Washington, Mar 20, 2002 - Congressman Dennis Kucinich (D-OH), a member of the Education and Workforce Subcommittee on Workforce Protection introduced an amendment to the Pension Security Act today which would prohibit funded deferred compensation plans for employers that maintained defined contribution plans that contribute company stock.

"As the nation has watched enormous corporate bankruptcies unfold at Enron and Global Crossing, and Chapter 11 proceedings at LTV Steel, we heard one common theme," Congressman Kucinich said. "There are two sets of rules for pension plans. Executives abide by one set of rules, and employees must play under a different set of rules. If executives faced the same risks as employees in their pension plans, they would have a vested interest in ensuring that plans are not emptied during a bankruptcy."

Kucinich cited the advantages of executive pension plans that have enabled executives to avoid serious financial disaster when their company files bankruptcy. Executives have more investment choices.

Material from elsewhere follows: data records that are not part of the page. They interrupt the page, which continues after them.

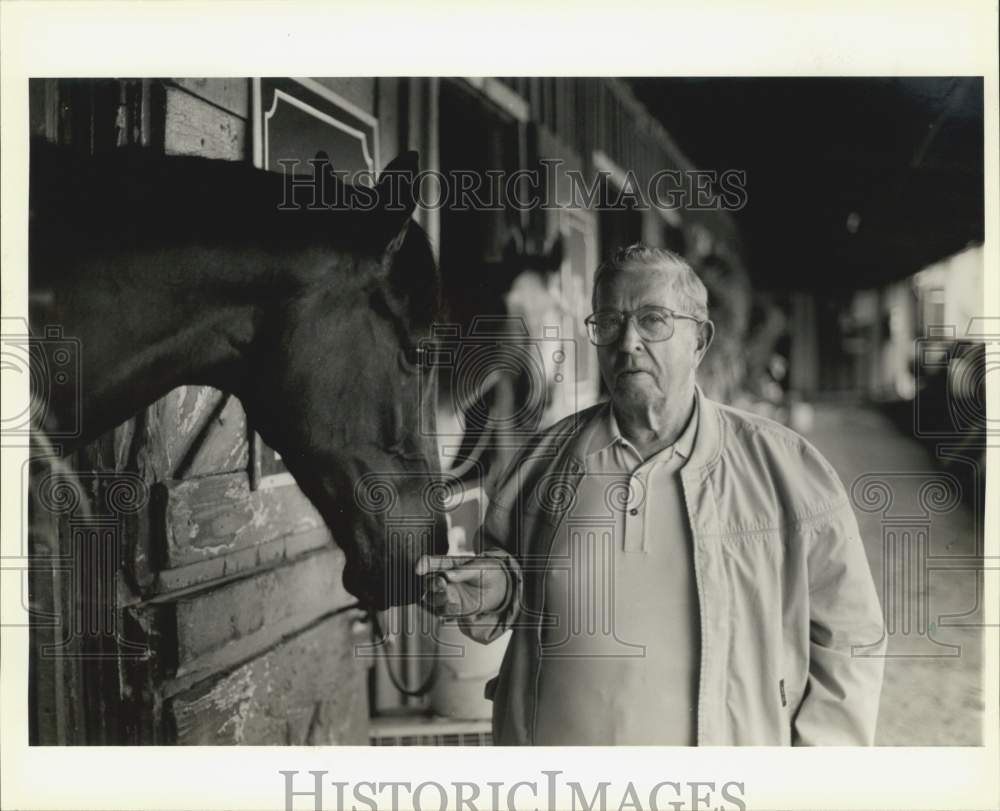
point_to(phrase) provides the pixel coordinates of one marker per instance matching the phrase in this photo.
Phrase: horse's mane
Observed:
(150, 198)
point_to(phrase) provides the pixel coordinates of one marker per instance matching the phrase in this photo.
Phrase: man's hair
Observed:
(692, 297)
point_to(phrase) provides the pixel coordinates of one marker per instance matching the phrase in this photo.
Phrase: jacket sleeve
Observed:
(846, 637)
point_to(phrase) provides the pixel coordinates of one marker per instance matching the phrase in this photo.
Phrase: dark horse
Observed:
(179, 270)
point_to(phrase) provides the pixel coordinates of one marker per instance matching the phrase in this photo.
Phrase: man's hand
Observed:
(463, 586)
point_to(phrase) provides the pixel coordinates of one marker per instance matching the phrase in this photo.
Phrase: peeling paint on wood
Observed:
(193, 127)
(259, 607)
(217, 514)
(239, 563)
(309, 690)
(188, 434)
(230, 94)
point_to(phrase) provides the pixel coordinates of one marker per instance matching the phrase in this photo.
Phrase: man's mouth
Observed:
(628, 373)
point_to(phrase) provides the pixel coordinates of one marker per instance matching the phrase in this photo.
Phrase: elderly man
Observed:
(675, 571)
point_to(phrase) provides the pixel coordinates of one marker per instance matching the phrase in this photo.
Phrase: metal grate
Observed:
(424, 730)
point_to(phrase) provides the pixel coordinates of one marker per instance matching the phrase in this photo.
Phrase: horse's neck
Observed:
(144, 324)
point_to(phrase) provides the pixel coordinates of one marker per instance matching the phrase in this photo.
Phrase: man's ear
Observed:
(706, 332)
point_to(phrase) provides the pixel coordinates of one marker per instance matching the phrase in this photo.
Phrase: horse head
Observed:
(311, 314)
(338, 388)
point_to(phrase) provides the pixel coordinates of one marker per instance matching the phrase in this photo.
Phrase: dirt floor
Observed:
(933, 692)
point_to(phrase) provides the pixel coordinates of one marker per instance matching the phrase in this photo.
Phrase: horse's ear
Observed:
(396, 199)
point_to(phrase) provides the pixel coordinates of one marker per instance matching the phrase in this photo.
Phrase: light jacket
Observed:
(792, 635)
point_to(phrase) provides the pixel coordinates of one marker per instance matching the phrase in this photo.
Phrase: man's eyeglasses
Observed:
(652, 323)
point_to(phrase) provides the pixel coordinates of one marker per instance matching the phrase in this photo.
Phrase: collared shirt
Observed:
(620, 649)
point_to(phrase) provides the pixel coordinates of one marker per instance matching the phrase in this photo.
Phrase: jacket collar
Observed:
(707, 441)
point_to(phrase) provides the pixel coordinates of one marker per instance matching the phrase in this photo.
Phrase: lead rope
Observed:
(384, 644)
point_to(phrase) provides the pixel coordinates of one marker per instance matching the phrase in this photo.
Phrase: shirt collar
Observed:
(606, 432)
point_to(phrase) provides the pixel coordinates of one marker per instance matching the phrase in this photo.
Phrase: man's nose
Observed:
(629, 339)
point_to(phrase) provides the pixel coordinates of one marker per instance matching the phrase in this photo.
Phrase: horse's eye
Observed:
(415, 356)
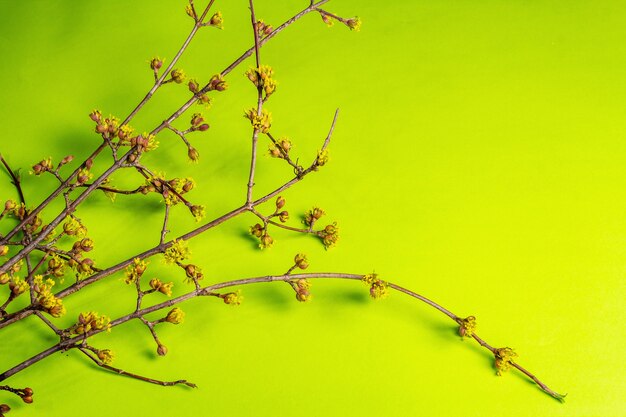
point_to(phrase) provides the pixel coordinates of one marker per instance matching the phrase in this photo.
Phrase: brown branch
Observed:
(15, 180)
(259, 107)
(135, 376)
(210, 291)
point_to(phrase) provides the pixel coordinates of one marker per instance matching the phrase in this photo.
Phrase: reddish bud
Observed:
(95, 115)
(67, 159)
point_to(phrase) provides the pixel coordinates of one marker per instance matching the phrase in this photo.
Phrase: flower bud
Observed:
(256, 230)
(188, 186)
(193, 154)
(178, 75)
(95, 115)
(9, 205)
(301, 261)
(86, 244)
(196, 119)
(175, 316)
(232, 298)
(67, 159)
(85, 265)
(266, 241)
(354, 23)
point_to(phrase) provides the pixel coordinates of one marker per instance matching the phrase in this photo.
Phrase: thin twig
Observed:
(135, 376)
(15, 179)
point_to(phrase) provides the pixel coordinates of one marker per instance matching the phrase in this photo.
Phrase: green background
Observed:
(479, 159)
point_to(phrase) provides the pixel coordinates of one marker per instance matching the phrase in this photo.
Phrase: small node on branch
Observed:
(135, 270)
(353, 23)
(106, 356)
(44, 165)
(261, 122)
(198, 212)
(301, 287)
(503, 359)
(18, 286)
(42, 290)
(263, 29)
(313, 215)
(378, 288)
(193, 154)
(175, 316)
(191, 11)
(232, 298)
(329, 235)
(301, 261)
(322, 158)
(177, 75)
(217, 83)
(83, 245)
(161, 349)
(467, 326)
(9, 206)
(262, 78)
(159, 286)
(193, 273)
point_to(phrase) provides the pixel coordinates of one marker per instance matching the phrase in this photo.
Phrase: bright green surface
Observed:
(479, 159)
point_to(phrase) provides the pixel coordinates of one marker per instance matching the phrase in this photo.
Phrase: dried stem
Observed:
(259, 107)
(15, 180)
(211, 289)
(135, 376)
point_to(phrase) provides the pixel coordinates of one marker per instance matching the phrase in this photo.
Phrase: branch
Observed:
(135, 376)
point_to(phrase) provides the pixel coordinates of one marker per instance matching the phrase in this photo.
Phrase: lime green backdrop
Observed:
(479, 159)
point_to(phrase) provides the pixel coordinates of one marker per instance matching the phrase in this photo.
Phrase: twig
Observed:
(15, 180)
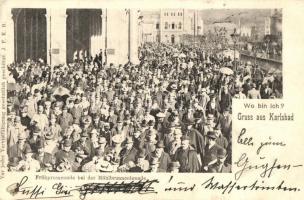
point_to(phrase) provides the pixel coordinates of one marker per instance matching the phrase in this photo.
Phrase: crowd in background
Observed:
(170, 113)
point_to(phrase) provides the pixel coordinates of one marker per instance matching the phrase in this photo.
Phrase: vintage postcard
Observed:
(151, 100)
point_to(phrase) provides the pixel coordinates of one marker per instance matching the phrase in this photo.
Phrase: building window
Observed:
(179, 25)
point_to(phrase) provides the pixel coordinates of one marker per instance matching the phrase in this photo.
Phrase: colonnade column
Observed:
(133, 37)
(56, 36)
(10, 35)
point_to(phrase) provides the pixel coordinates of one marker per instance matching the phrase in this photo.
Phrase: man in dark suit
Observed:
(163, 158)
(128, 153)
(85, 144)
(187, 157)
(66, 153)
(211, 149)
(44, 158)
(220, 166)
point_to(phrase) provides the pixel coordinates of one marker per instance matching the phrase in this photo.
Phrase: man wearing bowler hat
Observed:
(187, 157)
(163, 158)
(85, 144)
(197, 140)
(65, 153)
(220, 166)
(128, 153)
(44, 158)
(211, 148)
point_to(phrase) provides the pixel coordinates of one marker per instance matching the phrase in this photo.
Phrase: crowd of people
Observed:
(170, 113)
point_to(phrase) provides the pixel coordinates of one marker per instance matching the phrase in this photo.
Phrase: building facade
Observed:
(56, 34)
(170, 25)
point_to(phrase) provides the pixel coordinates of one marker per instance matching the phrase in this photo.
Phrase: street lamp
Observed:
(235, 37)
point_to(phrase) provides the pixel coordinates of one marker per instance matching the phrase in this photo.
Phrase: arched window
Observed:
(166, 25)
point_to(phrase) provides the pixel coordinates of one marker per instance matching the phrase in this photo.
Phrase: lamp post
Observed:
(235, 37)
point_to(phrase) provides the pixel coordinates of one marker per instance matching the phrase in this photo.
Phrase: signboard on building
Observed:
(55, 51)
(110, 51)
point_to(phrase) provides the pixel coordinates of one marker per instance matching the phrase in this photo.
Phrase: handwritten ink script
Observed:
(243, 164)
(59, 190)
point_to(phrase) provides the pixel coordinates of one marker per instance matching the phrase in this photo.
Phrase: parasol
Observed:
(182, 55)
(61, 93)
(226, 70)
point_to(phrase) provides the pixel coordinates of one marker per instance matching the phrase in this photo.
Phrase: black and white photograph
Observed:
(134, 90)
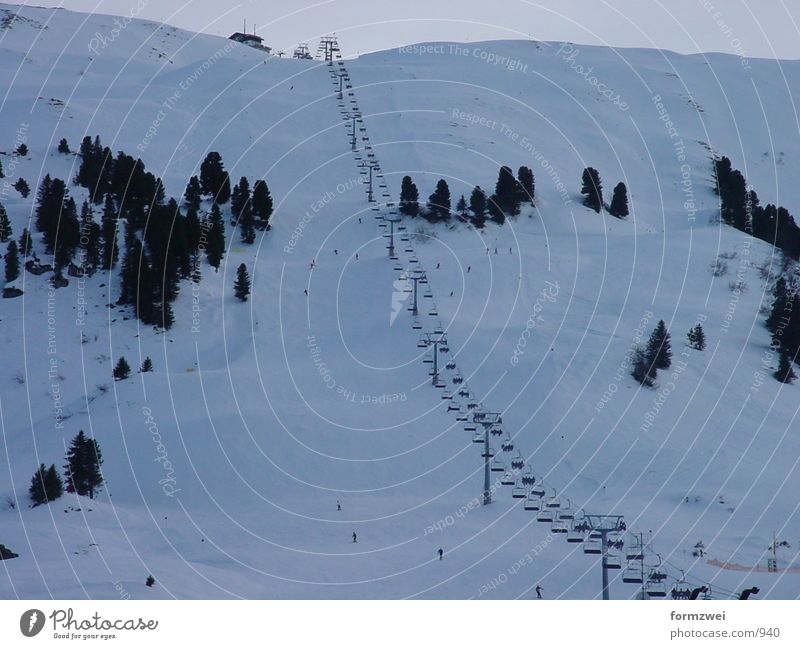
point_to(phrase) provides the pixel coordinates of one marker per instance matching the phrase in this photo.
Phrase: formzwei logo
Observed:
(31, 622)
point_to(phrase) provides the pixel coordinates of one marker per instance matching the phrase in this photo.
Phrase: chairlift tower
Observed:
(435, 340)
(416, 275)
(370, 165)
(605, 524)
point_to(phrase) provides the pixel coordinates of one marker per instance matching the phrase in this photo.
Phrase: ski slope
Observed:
(225, 465)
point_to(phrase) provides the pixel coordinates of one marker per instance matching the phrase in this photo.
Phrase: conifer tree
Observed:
(642, 369)
(477, 205)
(505, 200)
(619, 202)
(12, 261)
(526, 185)
(592, 189)
(439, 202)
(5, 225)
(122, 370)
(242, 284)
(22, 187)
(215, 245)
(785, 373)
(409, 197)
(82, 469)
(262, 204)
(696, 338)
(659, 353)
(108, 234)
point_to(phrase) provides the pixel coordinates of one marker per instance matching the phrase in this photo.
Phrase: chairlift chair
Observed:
(592, 546)
(532, 504)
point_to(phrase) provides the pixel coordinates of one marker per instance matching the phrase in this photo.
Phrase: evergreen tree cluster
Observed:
(509, 194)
(740, 208)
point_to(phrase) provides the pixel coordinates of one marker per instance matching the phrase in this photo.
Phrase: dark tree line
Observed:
(510, 192)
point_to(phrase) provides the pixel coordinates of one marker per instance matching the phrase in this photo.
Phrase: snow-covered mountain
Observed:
(224, 466)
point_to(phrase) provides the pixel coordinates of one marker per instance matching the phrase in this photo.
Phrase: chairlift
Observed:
(632, 575)
(554, 502)
(532, 504)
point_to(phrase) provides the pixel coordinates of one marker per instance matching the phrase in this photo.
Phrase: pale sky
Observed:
(751, 28)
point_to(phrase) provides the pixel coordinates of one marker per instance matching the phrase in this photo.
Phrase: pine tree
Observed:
(619, 202)
(242, 284)
(262, 204)
(505, 200)
(696, 338)
(108, 234)
(82, 469)
(659, 353)
(5, 224)
(22, 187)
(461, 208)
(122, 370)
(592, 189)
(25, 243)
(215, 245)
(37, 491)
(526, 185)
(439, 202)
(641, 369)
(12, 261)
(477, 205)
(193, 194)
(785, 373)
(214, 179)
(409, 197)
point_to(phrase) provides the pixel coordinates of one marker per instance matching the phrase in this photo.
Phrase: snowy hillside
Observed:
(224, 466)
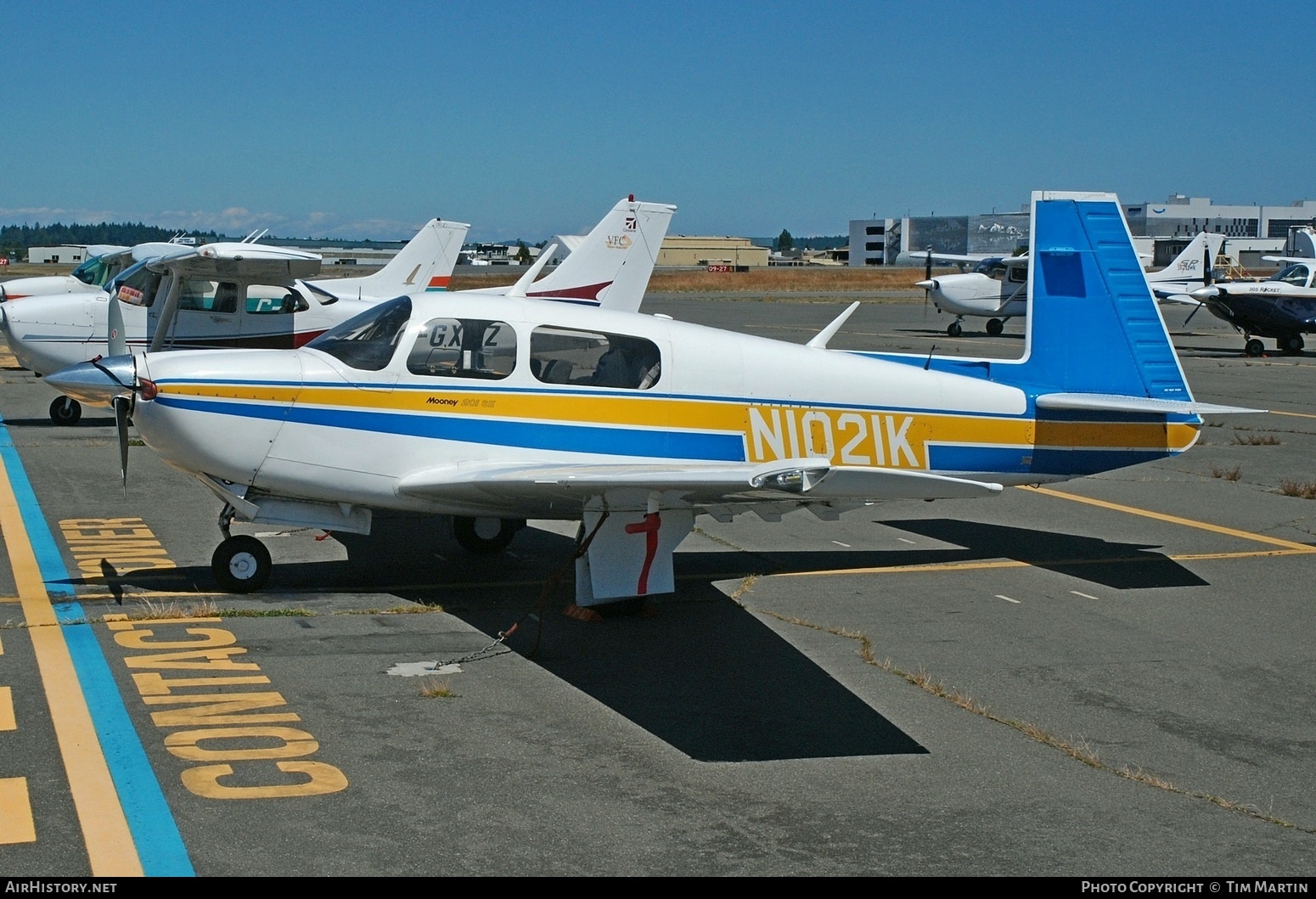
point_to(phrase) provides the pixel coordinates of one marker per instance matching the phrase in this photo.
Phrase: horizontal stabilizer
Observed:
(1115, 403)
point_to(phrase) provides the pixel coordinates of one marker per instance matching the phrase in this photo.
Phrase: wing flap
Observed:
(1116, 403)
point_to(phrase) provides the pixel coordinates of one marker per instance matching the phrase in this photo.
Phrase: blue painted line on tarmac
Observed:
(160, 846)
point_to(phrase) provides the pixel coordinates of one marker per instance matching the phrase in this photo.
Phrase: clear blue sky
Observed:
(528, 119)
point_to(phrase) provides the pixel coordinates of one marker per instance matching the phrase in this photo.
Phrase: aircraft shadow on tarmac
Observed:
(695, 670)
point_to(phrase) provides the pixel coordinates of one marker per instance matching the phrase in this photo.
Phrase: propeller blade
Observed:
(121, 406)
(926, 277)
(117, 342)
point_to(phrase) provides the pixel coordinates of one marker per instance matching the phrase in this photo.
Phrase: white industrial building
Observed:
(1253, 231)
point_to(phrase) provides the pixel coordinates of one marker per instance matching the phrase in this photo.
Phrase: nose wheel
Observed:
(241, 565)
(65, 411)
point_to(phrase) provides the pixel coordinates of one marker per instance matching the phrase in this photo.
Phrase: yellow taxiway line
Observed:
(105, 832)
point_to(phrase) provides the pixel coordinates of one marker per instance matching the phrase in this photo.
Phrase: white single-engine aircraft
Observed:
(103, 265)
(500, 408)
(997, 289)
(232, 295)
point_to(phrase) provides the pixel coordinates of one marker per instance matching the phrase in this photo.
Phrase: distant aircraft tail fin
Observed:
(1193, 261)
(425, 263)
(612, 266)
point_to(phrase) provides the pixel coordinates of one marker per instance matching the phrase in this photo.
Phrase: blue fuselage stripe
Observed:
(526, 435)
(160, 846)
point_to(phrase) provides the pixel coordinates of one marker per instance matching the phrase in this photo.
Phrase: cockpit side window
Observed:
(270, 299)
(565, 356)
(136, 286)
(464, 348)
(368, 341)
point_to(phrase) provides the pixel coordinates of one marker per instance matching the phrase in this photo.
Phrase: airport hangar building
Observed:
(1162, 229)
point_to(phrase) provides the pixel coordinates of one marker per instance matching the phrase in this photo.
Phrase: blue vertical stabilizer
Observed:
(1093, 324)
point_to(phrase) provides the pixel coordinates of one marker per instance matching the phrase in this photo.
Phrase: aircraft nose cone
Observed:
(96, 383)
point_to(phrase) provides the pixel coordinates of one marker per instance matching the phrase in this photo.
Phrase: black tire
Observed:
(65, 411)
(485, 536)
(241, 565)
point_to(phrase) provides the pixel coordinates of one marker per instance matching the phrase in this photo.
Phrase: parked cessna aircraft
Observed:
(224, 295)
(1282, 307)
(500, 408)
(104, 262)
(997, 289)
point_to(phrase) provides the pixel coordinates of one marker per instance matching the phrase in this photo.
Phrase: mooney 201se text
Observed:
(500, 408)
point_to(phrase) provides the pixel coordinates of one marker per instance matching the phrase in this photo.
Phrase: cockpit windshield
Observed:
(1295, 274)
(368, 341)
(99, 269)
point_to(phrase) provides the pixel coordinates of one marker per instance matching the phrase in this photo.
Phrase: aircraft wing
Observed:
(278, 265)
(698, 485)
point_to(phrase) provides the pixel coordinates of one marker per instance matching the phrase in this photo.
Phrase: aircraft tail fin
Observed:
(1093, 327)
(1193, 261)
(612, 265)
(425, 263)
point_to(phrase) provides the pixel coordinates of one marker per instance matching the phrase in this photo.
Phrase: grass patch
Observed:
(1302, 489)
(1078, 750)
(436, 688)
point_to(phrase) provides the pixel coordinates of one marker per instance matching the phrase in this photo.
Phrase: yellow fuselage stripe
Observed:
(725, 416)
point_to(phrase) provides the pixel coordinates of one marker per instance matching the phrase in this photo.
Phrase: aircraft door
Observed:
(267, 315)
(207, 315)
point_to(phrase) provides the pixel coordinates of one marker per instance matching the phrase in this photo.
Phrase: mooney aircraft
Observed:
(497, 409)
(998, 287)
(227, 295)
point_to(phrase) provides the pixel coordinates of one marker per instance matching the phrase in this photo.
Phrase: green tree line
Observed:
(20, 237)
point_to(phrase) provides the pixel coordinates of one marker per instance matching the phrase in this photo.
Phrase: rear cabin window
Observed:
(564, 356)
(220, 296)
(272, 301)
(464, 348)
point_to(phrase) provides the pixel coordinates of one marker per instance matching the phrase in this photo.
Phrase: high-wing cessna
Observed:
(228, 295)
(498, 409)
(998, 287)
(104, 262)
(1282, 307)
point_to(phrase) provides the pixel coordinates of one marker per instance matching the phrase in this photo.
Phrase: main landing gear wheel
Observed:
(65, 411)
(241, 565)
(485, 536)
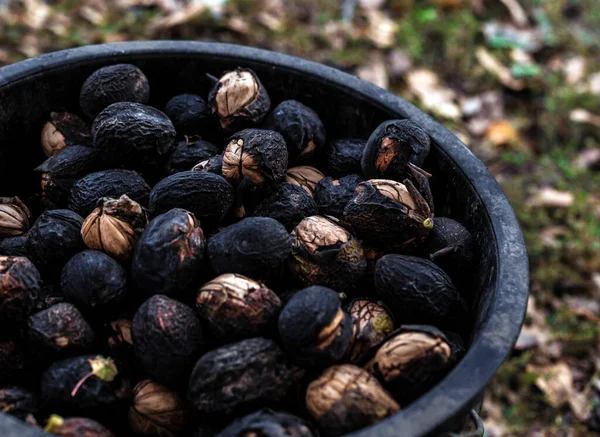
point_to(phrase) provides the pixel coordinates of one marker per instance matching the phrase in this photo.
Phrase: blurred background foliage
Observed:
(517, 80)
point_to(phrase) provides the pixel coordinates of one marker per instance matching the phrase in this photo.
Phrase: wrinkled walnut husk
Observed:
(346, 398)
(391, 149)
(156, 410)
(206, 195)
(88, 190)
(288, 204)
(111, 84)
(411, 361)
(167, 340)
(418, 291)
(169, 257)
(236, 307)
(246, 375)
(301, 128)
(59, 332)
(332, 195)
(239, 99)
(269, 423)
(378, 215)
(257, 247)
(324, 253)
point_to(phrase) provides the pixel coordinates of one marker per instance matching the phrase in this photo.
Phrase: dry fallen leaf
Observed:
(434, 96)
(531, 337)
(517, 12)
(381, 29)
(574, 70)
(582, 116)
(398, 63)
(588, 158)
(501, 132)
(492, 65)
(555, 381)
(551, 198)
(374, 71)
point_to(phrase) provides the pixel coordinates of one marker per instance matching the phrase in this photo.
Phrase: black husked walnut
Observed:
(239, 99)
(111, 84)
(344, 156)
(76, 427)
(189, 152)
(191, 114)
(457, 345)
(304, 176)
(450, 246)
(167, 339)
(346, 398)
(268, 423)
(389, 213)
(53, 240)
(18, 402)
(257, 155)
(214, 164)
(59, 332)
(125, 131)
(61, 171)
(169, 257)
(247, 374)
(88, 385)
(418, 290)
(324, 253)
(393, 148)
(20, 285)
(411, 361)
(332, 195)
(14, 246)
(372, 324)
(286, 203)
(119, 345)
(314, 328)
(236, 307)
(14, 365)
(94, 282)
(206, 195)
(157, 411)
(15, 217)
(88, 190)
(64, 129)
(257, 247)
(115, 227)
(301, 128)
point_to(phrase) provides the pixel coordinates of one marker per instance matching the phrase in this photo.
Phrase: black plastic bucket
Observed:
(463, 187)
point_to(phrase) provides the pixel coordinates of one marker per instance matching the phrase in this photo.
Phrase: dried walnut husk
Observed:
(157, 411)
(389, 212)
(393, 149)
(236, 307)
(64, 129)
(250, 373)
(268, 423)
(346, 398)
(257, 155)
(325, 253)
(20, 285)
(15, 217)
(418, 291)
(313, 327)
(114, 227)
(411, 361)
(372, 324)
(239, 96)
(304, 176)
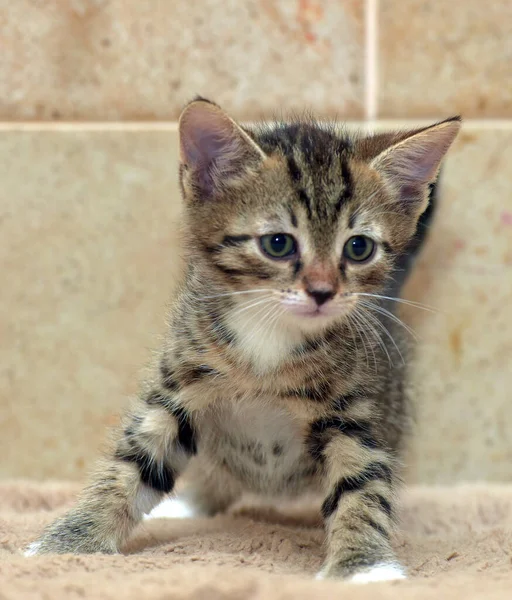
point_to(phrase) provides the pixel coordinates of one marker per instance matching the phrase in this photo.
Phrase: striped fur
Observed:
(256, 388)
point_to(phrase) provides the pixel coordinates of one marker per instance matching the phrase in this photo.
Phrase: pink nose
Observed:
(321, 294)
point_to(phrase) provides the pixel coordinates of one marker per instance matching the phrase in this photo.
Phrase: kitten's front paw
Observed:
(73, 534)
(390, 571)
(32, 549)
(172, 508)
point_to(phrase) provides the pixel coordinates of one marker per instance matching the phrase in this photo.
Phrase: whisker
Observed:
(358, 319)
(363, 317)
(385, 330)
(381, 310)
(349, 324)
(224, 295)
(250, 304)
(398, 300)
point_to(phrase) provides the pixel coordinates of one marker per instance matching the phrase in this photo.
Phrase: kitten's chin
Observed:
(311, 319)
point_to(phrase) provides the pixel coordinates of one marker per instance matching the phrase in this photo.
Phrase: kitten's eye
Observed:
(278, 245)
(359, 248)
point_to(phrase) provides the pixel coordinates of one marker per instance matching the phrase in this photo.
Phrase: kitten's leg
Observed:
(208, 491)
(151, 452)
(358, 509)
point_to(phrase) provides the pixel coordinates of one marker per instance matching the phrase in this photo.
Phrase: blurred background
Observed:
(90, 91)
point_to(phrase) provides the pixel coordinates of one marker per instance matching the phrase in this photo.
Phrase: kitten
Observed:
(281, 372)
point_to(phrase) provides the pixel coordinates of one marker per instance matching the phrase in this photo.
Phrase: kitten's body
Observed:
(277, 376)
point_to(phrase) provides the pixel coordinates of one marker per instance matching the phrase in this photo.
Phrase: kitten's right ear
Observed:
(215, 152)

Executive benefits in deferred compensation plans aren't required to be disclosed, and have greater legal protection during a bankruptcy. "Unbelievably," Kucinich said, "executives have entirely different pension plans with guaranteed rates of return."

By comparison, Kucinich said employees have more barriers to information and fewer options. They are prohibited from selling stock during lock-down periods; their severance pay is capped at $4650. Employees' pension plans aren't as protected as executive plans and employee 401(k)s don't come with guaranteed returns.

"The lack of a consistent set of rules between employees and executives is unjust, unfair, and should be illegal," Kucinich said. "The only provision which addresses employee/executive parity in the Administration's pension proposal forbids executives to sell during a lock down if employees cannot sell. This token provision doesn't even begin to establish fairness between employees and executives, and makes a mockery of the concept of parity. If the Administration were serious about its claim, "what's good for the captain is good for the crew," it would propose real measures to ensure employee/executive parity."